The U.K. Competition and Markets Authority says the proposed acquisition of mobile cell tower company CK Hutchison Networks Europe Investments by Cellnex UK Limited would be anti-competitive.
It is easy to see why the CMA is concerned: Cellnex in the United Kingdom already has 80 percent to 90 percent ownership of existing macrocelll tower sites, with coverage of 90 percent to 100 percent of the population.
To be sure, the proposed transaction involves a wide number of countries in Europe, not just in the United Kingdom. And definitions matter. By some estimates, independent tower companies have between 75 percent and 100 percent control of the market.
The caveat is that telcos often own equity in the “independent tower companies.” The assets are moved from direct operations and fully-consolidated ownership, getting towers “off the books.” But telcos often retain investment stakes in the spun-out entities.
The CMA concern is that the larger deal would result in a near monopoly of macrocell tower sites in the United Kingdom, at least of tower company providers. The only other supplier with a similar presence is Cornerstone Telecommunications Infrastructure (CTIL), a joint venture between O2 and Vodafone, some would note.
BT, for example, concurs with the CMA market share analysis.

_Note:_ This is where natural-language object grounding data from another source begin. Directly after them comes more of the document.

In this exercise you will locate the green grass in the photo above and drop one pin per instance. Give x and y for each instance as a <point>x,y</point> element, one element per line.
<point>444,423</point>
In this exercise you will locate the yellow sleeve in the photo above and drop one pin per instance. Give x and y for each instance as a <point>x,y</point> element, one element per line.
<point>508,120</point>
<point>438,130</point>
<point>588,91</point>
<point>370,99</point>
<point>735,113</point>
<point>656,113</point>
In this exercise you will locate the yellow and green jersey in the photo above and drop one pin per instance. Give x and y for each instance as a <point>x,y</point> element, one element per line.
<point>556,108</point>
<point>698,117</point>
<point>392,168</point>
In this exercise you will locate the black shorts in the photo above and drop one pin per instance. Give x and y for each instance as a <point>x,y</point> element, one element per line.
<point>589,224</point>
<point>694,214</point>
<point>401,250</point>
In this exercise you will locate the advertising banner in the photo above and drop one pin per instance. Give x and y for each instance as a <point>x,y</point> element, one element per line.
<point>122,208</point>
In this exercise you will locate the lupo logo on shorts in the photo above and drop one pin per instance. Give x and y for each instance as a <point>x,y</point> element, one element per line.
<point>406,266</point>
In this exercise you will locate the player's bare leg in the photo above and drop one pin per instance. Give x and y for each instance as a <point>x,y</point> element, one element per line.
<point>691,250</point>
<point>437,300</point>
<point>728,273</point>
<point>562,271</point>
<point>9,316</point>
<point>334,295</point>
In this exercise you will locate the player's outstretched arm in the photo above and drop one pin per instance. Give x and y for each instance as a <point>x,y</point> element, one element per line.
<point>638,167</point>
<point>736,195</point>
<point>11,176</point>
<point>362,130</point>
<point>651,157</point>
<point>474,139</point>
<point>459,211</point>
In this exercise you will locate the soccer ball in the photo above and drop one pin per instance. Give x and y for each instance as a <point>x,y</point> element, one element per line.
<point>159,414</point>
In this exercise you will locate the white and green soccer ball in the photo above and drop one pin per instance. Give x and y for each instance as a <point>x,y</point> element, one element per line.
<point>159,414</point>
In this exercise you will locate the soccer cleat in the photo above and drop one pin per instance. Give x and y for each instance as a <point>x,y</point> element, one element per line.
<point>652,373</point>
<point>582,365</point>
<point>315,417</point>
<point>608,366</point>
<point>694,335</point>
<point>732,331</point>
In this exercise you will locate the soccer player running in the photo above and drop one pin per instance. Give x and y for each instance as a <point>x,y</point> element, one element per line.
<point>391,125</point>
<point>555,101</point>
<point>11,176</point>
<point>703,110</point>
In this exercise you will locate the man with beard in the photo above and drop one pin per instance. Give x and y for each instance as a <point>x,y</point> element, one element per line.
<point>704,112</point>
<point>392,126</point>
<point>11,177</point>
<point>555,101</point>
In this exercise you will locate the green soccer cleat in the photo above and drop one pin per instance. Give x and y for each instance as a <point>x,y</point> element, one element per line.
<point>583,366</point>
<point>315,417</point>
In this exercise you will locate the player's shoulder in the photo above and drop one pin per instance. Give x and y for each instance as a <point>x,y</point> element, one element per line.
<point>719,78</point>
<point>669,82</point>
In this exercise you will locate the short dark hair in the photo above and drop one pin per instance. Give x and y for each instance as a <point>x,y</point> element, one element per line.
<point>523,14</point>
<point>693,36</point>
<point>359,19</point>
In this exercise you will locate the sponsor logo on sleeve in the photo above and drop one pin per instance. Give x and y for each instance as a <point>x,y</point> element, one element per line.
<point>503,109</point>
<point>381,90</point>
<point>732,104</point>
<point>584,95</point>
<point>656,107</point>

Without some asset spinoffs, Cellnet is going to face regulator opposition to the deal, as Cellnet would have overwhelming market share in the United Kingdom, in line with the CMA estimates.
As with other complicated deals, one way to satisfy regulators would be for Cellnet to spin off or sell some of the U.K. towers to another tower company, to reduce total U.K. market share.
By some other analyses, mobile operators have become dependent on third party supply of macrocell capacity. In the United Kingdom, Ireland, Italy Portugal and the United Kingdom, mobile operators no longer directly own their tower assets.
That makes a near-monopoly by Cellnet worrisome.